DAAT
Protéine
- L’alpha-1 antitrypsine (A1AT) est une protéine sanguine sécrétée essentiellement par le foie.
- Son rôle est d’inhiber les enzymes appelées « protéases » qui sont libérées par les cellules inflammatoires au niveau du poumon, et qui détruisent la paroi des alvéoles pulmonaires. Ce phénomène est observé lors de l’inhalation de la fumée de tabac ou lors d’une infection pulmonaire. L’A1AT est donc une « anti-protéase » qui a un rôle dans la protection et la réparation des alvéoles après une agression extérieure.
- Le taux sanguin normal de l’A1AT est compris entre 0,9 et 2 g/l.
Gène
- L’A1AT est codée par le gène SERPINA1 situé sur le chromosome 14.
- Chaque gène existe en 2 copies, appelées allèles. Tout individu reçoit un allèle de chacun de ses parents. Le gène SERPINA1 présente plusieurs variantes, en raison de changements dans sa séquence, appelées mutations.
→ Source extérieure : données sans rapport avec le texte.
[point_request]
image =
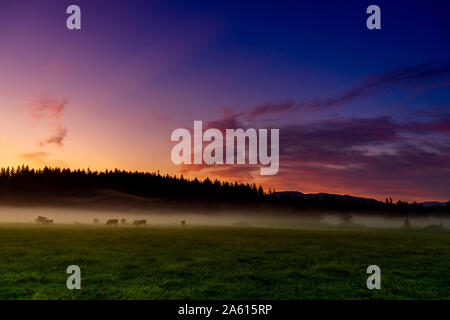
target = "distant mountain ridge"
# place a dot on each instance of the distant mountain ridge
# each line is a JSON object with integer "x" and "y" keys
{"x": 338, "y": 197}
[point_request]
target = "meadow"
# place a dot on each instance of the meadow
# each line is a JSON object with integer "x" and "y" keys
{"x": 206, "y": 262}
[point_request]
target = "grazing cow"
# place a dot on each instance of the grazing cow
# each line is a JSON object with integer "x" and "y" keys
{"x": 43, "y": 220}
{"x": 140, "y": 223}
{"x": 112, "y": 222}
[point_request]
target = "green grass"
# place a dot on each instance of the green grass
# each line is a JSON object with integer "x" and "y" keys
{"x": 221, "y": 263}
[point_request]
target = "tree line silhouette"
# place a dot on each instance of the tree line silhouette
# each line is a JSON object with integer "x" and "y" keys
{"x": 151, "y": 190}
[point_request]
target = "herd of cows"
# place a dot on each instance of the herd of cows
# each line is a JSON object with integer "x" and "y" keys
{"x": 110, "y": 222}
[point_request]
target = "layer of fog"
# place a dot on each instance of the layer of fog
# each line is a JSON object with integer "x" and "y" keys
{"x": 72, "y": 216}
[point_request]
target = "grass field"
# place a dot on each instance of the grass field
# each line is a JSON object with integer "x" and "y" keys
{"x": 221, "y": 263}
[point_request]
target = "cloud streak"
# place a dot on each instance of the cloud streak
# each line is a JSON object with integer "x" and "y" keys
{"x": 48, "y": 109}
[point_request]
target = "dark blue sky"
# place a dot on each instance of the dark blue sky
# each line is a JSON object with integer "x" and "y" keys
{"x": 363, "y": 112}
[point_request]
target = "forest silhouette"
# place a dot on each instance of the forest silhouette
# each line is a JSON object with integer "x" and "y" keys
{"x": 117, "y": 189}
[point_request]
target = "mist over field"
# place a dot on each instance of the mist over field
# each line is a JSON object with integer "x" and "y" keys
{"x": 222, "y": 218}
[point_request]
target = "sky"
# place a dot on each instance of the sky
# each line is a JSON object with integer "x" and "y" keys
{"x": 360, "y": 112}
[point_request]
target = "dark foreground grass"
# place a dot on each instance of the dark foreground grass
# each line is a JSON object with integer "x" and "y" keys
{"x": 220, "y": 263}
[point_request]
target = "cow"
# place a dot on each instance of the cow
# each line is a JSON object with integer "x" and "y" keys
{"x": 140, "y": 223}
{"x": 112, "y": 222}
{"x": 43, "y": 220}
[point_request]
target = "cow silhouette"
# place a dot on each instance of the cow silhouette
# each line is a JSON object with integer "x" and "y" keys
{"x": 43, "y": 220}
{"x": 112, "y": 222}
{"x": 140, "y": 222}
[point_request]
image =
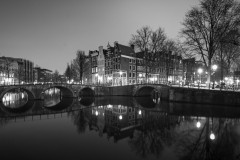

- Ces mutations sont responsables de plusieurs types d’allèles dénommés par Pi (protease inhibitor) suivi d’une lettre correspondant à l’allèle, par exemple PiM, PiS, PiZ…
- Un individu peut donc être PiMM (un allèle M de chaque parent), PiSZ (un allèle S d’un parent et un allèle Z de l’autre parent) ou tout autre combinaison d’allèles. Ceci s’appelle un phénotype.
- L’allèle normal est PiM et les individus PiMM ont un taux normal d’A1AT.
- Les mutations les plus fréquemment retrouvées correspondent aux allèles PiS et PiZ.
- Ces mutations conduisent le plus souvent à des anomalies dans la structure de la protéine. Ces anomalies aboutissent à l’absence de sécrétion de l’A1AT ou à sa dégradation dans les cellules du foie avant d’être sécrétée.
- Les différentes combinaisons alléliques aboutissent à un déficit en A1AT dont la sévérité est variable (selon la concentration sérique de la protéine tel que décrit dans le tableau ci-dessous
- Une concentration sérique d’A1AT supérieure à 0,5 g/L est considérée comme une valeur seuil protectrice contre les manifestations de la maladie.
| Phénotype | Concentration plasmatique d’A1AT (g/L) |
|---|---|
| PiMM | 0,9 – 2,0 |
| PiMS | 0,8 – 1,8 |
| PiMZ | 0,5 – 1,4 |
| PiSS | 0,6 – 1,3 |
| PiSZ | 0,4 – 0,8 |
| PiZZ | 0,1 – 0,3 |
Epidémiologie
- Le déficit en A1AT est une situation génétique fréquente mais sous-diagnostiquée.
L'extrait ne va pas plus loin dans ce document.